As jury selection gets underway for the corruption trial of political fundraiser Tony Rezko, people in Naperville are left to wonder what role will Edward Hospital play in the proceedings.
The Naperville-based hospital, you'll recall, has repeatedly been denied permission to build a hospital in Plainfield. Edward sued, saying the denial was because Edward refused to bow to pressure from corrupt operatives, some of whom have since been indicted. Edward CEO Pam Davis cooperated in the corruption investigation, even wore a wire to gather evidence. It remains unclear whether that evidence will be needed or used by prosecutors in the Rezko trial.
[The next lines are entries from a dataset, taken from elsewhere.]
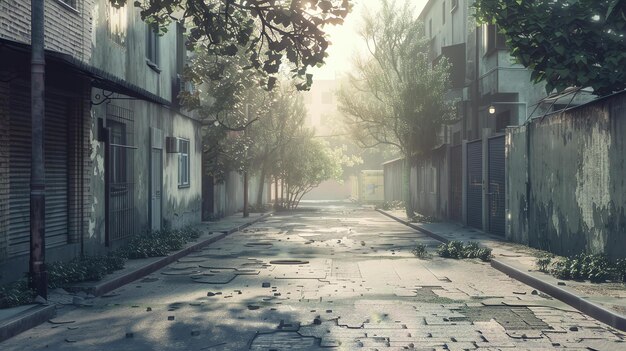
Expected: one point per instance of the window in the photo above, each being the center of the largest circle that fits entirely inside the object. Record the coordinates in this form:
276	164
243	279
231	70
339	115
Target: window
492	40
503	120
70	3
183	163
327	97
116	24
433	180
181	50
443	12
152	47
430	28
119	155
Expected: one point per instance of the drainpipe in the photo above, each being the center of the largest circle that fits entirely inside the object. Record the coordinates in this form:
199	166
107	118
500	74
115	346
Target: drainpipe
37	267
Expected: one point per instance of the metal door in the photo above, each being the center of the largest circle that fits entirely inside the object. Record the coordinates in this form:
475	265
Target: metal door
56	177
496	186
456	183
156	178
475	184
155	191
120	174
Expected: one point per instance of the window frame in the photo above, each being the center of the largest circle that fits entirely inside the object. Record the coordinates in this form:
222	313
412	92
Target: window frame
184	163
69	4
120	37
443	12
152	47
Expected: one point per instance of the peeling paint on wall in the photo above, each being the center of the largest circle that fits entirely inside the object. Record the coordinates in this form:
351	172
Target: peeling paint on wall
592	188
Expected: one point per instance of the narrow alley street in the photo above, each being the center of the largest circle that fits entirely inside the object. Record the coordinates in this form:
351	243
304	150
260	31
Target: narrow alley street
336	276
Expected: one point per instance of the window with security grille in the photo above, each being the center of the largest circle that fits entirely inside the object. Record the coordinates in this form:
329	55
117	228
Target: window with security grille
152	45
117	23
183	163
70	3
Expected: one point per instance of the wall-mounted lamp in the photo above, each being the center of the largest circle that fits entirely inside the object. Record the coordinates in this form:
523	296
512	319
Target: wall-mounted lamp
492	108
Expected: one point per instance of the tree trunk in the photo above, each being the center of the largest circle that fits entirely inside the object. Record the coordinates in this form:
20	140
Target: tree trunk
406	188
259	195
246	213
275	191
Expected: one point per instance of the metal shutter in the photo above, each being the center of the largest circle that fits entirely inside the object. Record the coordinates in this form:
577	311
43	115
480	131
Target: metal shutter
474	184
496	186
55	149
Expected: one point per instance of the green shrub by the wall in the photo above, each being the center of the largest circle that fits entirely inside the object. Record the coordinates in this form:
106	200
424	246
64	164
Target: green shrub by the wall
593	267
420	251
456	249
16	294
159	243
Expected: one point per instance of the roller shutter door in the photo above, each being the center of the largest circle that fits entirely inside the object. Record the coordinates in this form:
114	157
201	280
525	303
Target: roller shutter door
56	162
474	184
496	186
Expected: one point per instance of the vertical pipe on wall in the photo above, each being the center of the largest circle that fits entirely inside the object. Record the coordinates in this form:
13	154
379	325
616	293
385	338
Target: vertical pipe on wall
37	267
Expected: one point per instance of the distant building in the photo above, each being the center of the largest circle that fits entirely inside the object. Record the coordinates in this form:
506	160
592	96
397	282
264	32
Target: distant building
321	104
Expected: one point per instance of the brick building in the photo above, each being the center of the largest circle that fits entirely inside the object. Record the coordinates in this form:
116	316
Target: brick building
121	155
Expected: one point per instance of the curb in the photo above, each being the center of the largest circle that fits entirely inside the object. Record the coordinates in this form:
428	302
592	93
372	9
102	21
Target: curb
598	312
416	227
25	320
107	286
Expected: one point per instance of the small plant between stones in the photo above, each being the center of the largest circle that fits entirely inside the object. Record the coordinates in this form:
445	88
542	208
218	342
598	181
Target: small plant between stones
158	243
16	294
457	250
420	251
596	268
94	268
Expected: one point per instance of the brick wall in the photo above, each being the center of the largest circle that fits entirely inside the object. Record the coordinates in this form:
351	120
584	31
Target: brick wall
67	30
4	170
79	197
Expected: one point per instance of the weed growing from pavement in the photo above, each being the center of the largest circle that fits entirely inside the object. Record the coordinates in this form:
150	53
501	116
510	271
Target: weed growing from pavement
86	268
596	268
420	251
457	250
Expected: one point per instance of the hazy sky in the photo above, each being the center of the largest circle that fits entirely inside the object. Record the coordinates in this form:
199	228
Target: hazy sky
345	40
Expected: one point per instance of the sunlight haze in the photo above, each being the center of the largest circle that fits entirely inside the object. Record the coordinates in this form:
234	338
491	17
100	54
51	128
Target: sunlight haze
345	39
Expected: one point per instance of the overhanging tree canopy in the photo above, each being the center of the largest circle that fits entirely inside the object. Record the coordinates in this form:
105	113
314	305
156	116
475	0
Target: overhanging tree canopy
268	31
565	43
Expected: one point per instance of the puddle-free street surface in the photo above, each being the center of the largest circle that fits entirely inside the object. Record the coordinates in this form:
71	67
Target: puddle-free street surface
338	277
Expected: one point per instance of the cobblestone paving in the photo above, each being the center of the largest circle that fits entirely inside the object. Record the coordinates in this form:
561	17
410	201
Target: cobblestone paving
339	278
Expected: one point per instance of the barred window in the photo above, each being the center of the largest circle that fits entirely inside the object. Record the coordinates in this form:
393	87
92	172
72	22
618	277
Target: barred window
117	22
183	163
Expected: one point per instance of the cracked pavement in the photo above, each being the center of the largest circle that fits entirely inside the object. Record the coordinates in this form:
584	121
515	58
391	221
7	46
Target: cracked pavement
338	277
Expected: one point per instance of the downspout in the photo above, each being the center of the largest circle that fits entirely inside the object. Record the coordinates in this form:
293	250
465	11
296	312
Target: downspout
37	266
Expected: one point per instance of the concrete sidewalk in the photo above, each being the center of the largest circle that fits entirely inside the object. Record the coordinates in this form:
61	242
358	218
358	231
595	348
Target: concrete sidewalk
18	319
606	302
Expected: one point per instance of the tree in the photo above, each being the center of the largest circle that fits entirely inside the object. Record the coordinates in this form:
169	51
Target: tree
305	165
397	96
566	43
265	31
276	131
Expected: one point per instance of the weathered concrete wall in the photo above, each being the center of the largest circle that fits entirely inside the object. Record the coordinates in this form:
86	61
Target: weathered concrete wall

Stuart Levine in the former Illinois Health Facilities Planning Board member who is cooperating with prosecutors in their case against Rezko. Another indicted individual, former investment banker P. Nicholas Hurtgen, allegedly told Pam Davis that Gov. Rod Blagojevich (then known as Public Official A) wanted hospital projects steered to a preferred contractor, the also-indicted construction magnate Jacob Kiferbaum.
The trail of indictments, the allegations by prosecutors that the defendants engaged in "pay to play on steroids," and Edward's own situation all seem to indicate that the Naperville hospital would be a key example of the type of corruption that prosecutors hope to prove. One version could depict Pam Davis as a heroic whistleblower, a key player who exposed powerful political operatives. Then again, the role of Davis and Edward may end up being greatly diminished during Rezko's trial.
The question is whether Edward is still paying the price for its cooperation in the investigation. Edward Plainfield Hospital, after all, is yet again recommended for denial by Illinois Health Facilities Planning Board staff that includes David Carvalho, deputy director of the Illinois Department of Public Health and Jeffrey S. Mark, executive Secretary of the Illinois Department of Public Health.
Blagojevich may have replaced the entire Health Facilities Planning Board, but those staffers were on board when Davis blew the whistle on corruption, and they still play an important role in determining the fate of Edward Plainfield Hospital.